If you are starting prep, book the free diagnostic and let the score tell you what to do next. If you are deep in prep, our pricing page lays out bank-only, mock-only, and full-stack options. For wider context, our AFK exam overview and the blog cover registration timelines through last-week strategy. Candidates choosing between AFK and the residency route should also read how to pass the AFK exam.
Start the free 20-question AFK diagnostic and get a calibrated score in under thirty minutes.
FAQ
What is the passing score for the AFK exam? The AFK is reported on a scaled score, and the pass mark is a scaled score of 75 according to current NDEB protocol. Because the NDEB scales raw scores to adjust for form difficulty, the raw percentage required varies between sittings. Industry estimates suggest a raw correct-answer rate of 60 to 70 percent typically clears the threshold; aim well above that to build margin.
How many times can I take the AFK exam? NDEB protocol limits candidates to a maximum number of attempts within the equivalency process. As of the latest published protocol, a candidate is permitted up to three attempts. Always verify the current limit on the NDEB equivalency process page before booking, because protocol details can be updated between cycles.
Is the AFK exam hard? Yes. First-attempt pass rates of approximately 35 to 45 percent indicate the exam is genuinely challenging, particularly for candidates trained in non-Canadian curricula. The difficulty is less about question content and more about breadth of coverage, Canadian-context calibration, and the volume of vignettes a candidate must process in one sitting.
How long should I study for the AFK? Successful first-attempt candidates typically log between 600 and 900 focused study hours, roughly four to seven months at 25 hours per week. Candidates further from clinical practice or English-language instruction should plan toward the upper end. The biggest predictor of outcome is not raw hours but quality of question-bank work and number of full-length timed mocks.
What happens if I fail the AFK? A failed attempt is not the end of the equivalency path.

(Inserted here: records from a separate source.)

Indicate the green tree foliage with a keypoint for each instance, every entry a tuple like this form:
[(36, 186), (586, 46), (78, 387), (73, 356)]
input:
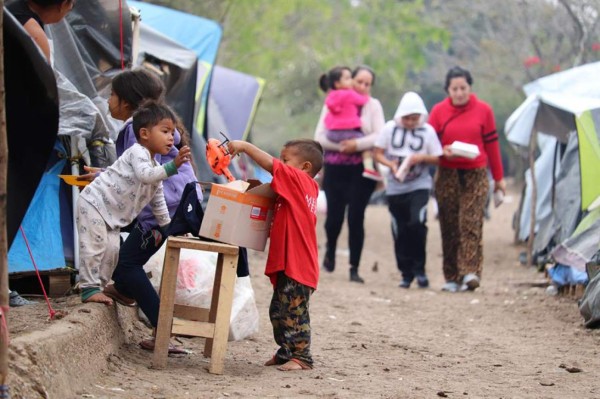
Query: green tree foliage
[(291, 43), (409, 43)]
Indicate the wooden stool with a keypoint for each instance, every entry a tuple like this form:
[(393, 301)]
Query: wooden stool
[(213, 323)]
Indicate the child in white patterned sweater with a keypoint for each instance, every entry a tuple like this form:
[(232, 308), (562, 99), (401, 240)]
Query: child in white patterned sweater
[(116, 197)]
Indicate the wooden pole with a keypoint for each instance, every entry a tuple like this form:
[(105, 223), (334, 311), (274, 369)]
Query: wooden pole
[(531, 238), (3, 196)]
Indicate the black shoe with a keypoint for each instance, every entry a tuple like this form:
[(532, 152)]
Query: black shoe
[(422, 281), (404, 284), (16, 300), (355, 277)]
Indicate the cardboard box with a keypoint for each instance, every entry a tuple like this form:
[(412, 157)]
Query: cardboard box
[(239, 213)]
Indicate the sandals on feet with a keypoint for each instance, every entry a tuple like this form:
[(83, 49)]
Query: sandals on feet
[(292, 365)]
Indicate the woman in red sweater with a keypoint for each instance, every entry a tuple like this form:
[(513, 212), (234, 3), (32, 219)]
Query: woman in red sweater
[(461, 186)]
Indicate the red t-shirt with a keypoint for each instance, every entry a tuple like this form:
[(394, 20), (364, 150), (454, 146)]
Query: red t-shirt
[(293, 246), (471, 123)]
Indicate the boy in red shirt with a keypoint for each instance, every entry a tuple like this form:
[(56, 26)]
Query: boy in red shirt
[(292, 263)]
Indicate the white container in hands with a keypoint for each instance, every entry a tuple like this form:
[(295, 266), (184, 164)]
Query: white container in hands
[(466, 150), (498, 198), (403, 169)]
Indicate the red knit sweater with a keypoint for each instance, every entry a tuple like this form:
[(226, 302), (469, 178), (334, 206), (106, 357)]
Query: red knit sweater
[(471, 123)]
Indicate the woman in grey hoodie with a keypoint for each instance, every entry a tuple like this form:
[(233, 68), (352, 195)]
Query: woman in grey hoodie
[(406, 145)]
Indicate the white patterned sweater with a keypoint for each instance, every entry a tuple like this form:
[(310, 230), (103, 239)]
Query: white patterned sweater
[(129, 184)]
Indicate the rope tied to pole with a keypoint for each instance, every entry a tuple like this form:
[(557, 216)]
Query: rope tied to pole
[(51, 311)]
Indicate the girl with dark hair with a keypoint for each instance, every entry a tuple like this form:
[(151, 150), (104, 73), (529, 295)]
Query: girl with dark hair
[(344, 184), (130, 89), (461, 186), (33, 14)]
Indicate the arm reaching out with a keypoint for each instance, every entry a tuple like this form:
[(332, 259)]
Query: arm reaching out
[(263, 159)]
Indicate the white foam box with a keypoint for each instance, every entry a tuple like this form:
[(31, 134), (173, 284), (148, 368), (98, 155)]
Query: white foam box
[(466, 150), (239, 213)]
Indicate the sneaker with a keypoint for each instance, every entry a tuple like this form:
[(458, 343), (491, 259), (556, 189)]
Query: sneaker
[(354, 277), (470, 282), (16, 300), (372, 174), (422, 281), (450, 286)]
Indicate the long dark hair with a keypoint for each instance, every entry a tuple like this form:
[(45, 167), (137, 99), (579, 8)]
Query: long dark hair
[(327, 80), (136, 86), (364, 68), (457, 72)]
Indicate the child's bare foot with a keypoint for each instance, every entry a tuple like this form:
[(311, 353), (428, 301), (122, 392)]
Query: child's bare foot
[(271, 362), (294, 365), (99, 298)]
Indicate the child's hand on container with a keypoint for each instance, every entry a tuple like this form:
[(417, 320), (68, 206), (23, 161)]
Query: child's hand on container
[(183, 156), (235, 147), (93, 172)]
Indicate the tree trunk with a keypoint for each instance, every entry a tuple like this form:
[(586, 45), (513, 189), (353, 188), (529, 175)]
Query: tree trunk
[(3, 242)]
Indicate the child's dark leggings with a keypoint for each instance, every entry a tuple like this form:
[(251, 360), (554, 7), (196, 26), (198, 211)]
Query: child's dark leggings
[(290, 319), (344, 188), (409, 229), (129, 276)]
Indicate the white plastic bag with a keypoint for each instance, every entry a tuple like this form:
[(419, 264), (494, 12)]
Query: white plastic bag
[(195, 285)]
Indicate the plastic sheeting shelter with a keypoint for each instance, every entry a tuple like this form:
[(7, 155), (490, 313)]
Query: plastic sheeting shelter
[(86, 56), (86, 49), (564, 111), (232, 114)]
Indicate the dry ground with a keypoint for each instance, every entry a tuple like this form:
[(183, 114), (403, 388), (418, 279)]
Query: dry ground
[(506, 340)]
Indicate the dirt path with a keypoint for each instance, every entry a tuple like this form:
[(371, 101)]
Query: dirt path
[(506, 340)]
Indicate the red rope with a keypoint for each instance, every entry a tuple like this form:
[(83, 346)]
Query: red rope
[(4, 325), (121, 34), (50, 310)]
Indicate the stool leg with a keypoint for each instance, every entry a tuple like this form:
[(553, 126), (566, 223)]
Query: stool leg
[(220, 311), (168, 285)]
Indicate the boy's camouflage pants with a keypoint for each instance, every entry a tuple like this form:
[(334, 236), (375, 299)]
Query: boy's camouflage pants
[(290, 319)]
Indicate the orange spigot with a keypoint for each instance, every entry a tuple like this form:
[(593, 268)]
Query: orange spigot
[(218, 157)]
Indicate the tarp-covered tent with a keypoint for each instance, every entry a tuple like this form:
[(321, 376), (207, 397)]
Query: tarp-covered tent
[(32, 119), (86, 49), (226, 99), (564, 111), (200, 35), (87, 54), (232, 114)]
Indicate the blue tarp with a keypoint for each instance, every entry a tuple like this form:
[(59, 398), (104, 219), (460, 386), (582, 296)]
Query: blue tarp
[(201, 35), (42, 228)]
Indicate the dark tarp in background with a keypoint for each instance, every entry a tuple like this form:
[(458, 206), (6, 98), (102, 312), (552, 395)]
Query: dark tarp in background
[(31, 119)]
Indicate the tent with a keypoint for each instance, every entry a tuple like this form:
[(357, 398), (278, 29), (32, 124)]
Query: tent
[(563, 111), (87, 53)]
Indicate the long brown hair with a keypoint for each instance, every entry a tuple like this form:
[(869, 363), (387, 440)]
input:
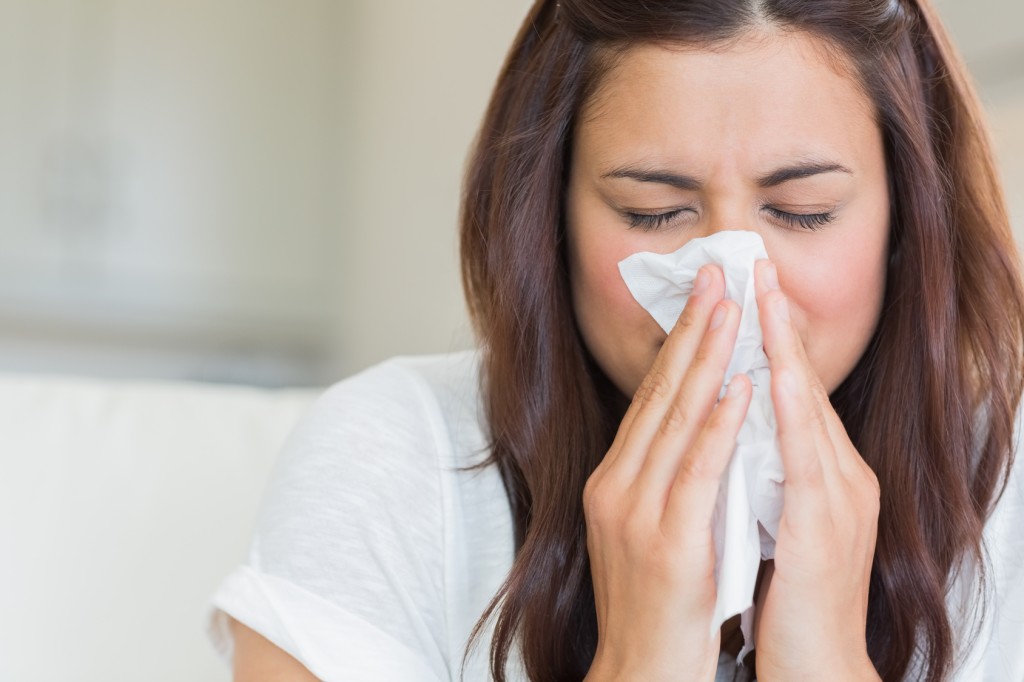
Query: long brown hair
[(930, 406)]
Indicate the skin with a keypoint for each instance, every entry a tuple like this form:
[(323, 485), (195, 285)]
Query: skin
[(724, 120)]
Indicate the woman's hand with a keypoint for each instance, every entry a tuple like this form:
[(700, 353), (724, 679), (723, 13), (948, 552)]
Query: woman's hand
[(811, 620), (648, 505)]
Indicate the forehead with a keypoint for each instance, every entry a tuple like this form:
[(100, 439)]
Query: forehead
[(764, 98)]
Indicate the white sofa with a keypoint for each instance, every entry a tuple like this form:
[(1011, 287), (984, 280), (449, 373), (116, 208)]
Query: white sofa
[(122, 505)]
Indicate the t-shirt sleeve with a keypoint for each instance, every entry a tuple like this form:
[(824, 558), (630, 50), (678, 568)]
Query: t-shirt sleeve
[(345, 568)]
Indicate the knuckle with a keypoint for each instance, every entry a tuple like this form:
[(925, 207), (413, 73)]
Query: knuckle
[(677, 416), (693, 468), (685, 321), (655, 387)]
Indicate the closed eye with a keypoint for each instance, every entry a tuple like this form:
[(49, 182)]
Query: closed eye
[(649, 221), (810, 221)]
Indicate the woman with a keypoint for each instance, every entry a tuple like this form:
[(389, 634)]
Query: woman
[(845, 134)]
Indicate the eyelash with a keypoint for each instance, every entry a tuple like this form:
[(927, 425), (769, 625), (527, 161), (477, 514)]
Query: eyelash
[(811, 221)]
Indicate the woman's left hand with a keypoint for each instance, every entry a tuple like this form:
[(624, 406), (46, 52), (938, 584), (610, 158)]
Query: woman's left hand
[(812, 614)]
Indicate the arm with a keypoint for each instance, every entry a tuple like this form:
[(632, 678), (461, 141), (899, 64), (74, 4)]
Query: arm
[(257, 659)]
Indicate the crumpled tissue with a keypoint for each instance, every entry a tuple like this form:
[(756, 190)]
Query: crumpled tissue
[(750, 500)]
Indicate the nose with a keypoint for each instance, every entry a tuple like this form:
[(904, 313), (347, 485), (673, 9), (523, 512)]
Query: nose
[(728, 213)]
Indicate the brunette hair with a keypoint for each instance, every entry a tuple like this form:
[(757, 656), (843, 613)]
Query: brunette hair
[(930, 406)]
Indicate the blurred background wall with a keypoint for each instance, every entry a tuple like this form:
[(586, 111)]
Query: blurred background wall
[(266, 193)]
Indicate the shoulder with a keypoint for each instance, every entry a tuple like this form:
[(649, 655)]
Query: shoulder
[(420, 408)]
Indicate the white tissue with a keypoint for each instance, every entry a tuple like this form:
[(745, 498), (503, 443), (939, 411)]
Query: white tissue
[(750, 500)]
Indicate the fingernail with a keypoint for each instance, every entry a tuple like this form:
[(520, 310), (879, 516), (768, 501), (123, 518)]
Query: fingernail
[(771, 275), (719, 316), (782, 307), (702, 282)]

NDEB allows multiple attempts within protocol limits, and overall pass rates rise materially when retakes are counted. The most useful next step is to request your domain-level performance breakdown, identify the two or three weakest blueprint areas, and rebuild the next prep block around those gaps.
Does clinical experience help with the AFK? Clinical experience helps with case framing in restorative, endodontics, and oral surgery domains. It does not substitute for the factual recall the AFK rewards in pharmacology, biomedical sciences, and behavioural sciences. Many experienced dentists fail on first attempt because they over-trust clinical instinct and under-invest in structured recall practice.
Can I prepare for the AFK while working full-time? Yes, and most successful candidates do. A full-time working dentist can realistically commit 15 to 20 hours per week, extending the prep window to seven to nine months for a first-attempt pass. The harder constraint is consistency: short daily blocks of question-bank practice outperform long weekend cram sessions for AFK-style retention.